Prima di prenotare un volo, il consiglio è semplice ma efficace: controlla che la tua nazionalità sia nell’elenco ufficiale, verifica che lo scopo del viaggio sia compatibile con la ETA e assicurati che il soggiorno non superi i sei mesi. Solo dopo aver confermato questi tre punti conviene procedere all’acquisto dei biglietti. La checklist dei requisiti riassume tutti i controlli necessari.
Per chi parte dall’Italia, il percorso è ormai consolidato: si compila la domanda online, si paga la tariffa di 20 sterline e si attende l’approvazione, di norma rapida. Trovi i passaggi nella guida su come richiedere la ETA dall’Italia e i tempi nella pagina sui tempi di rilascio.
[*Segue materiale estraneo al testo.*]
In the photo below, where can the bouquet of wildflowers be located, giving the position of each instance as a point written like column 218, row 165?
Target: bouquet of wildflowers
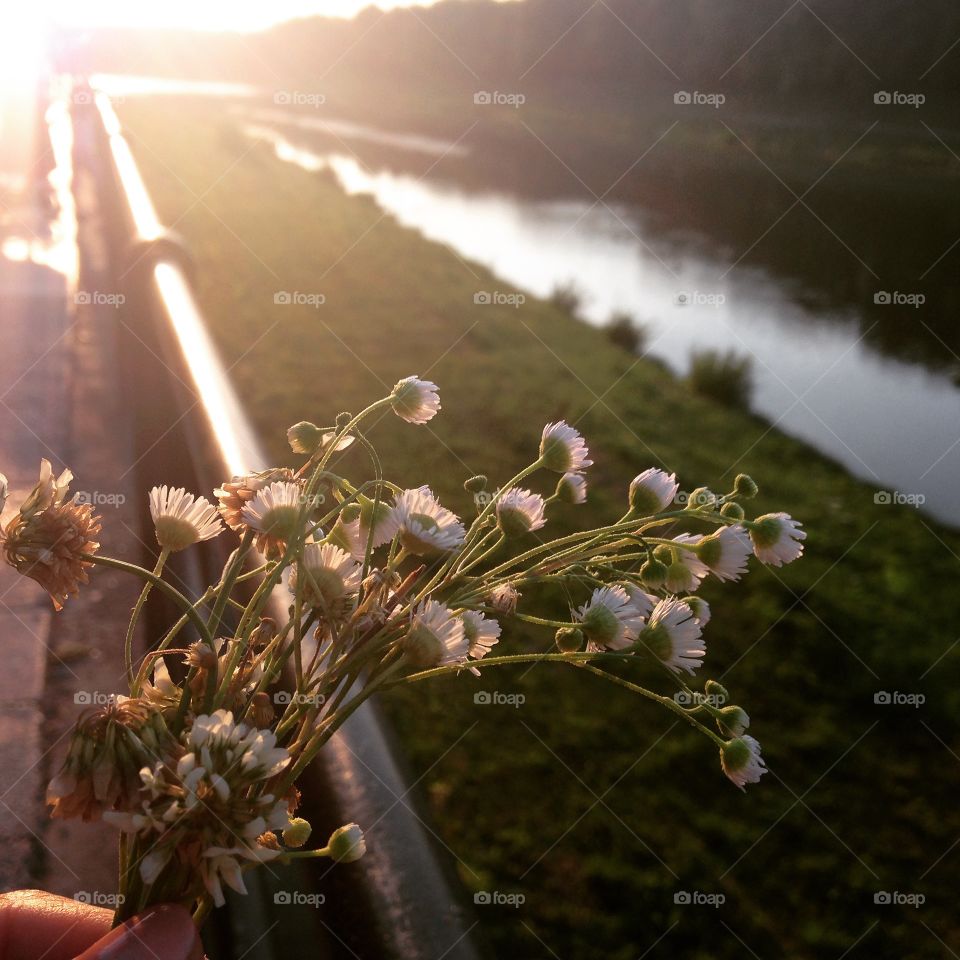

Con queste informazioni, capire se la tua nazionalità è ammessa diventa una semplice formalità preliminare al viaggio.
Domande frequenti
Gli italiani possono usare la UK ETA?
Sì, i cittadini italiani rientrano tra le nazionalità ammesse alla ETA per soggiorni brevi nel Regno Unito.
Conta la cittadinanza o la residenza?
Conta la cittadinanza del passaporto con cui si viaggia, non il Paese di residenza.
Tutti i Paesi possono richiedere la ETA?
No. Solo i cittadini di Paesi esenti da visto. Gli altri devono richiedere un visto di visitatore.
La lista delle nazionalità può cambiare?
Sì, le politiche possono essere aggiornate. Verifica sempre la lista ufficiale su GOV.UK.
Un residente in Italia ma cittadino extra-UE può usare la ETA?
Solo se la sua cittadinanza è tra quelle ammesse. La residenza non conta: conta il passaporto.
La lista delle nazionalità è la stessa dell’ESTA americano?
No. Ogni sistema (ETA, ESTA, ETIAS) ha una propria lista di Paesi ammessi e regole distinte.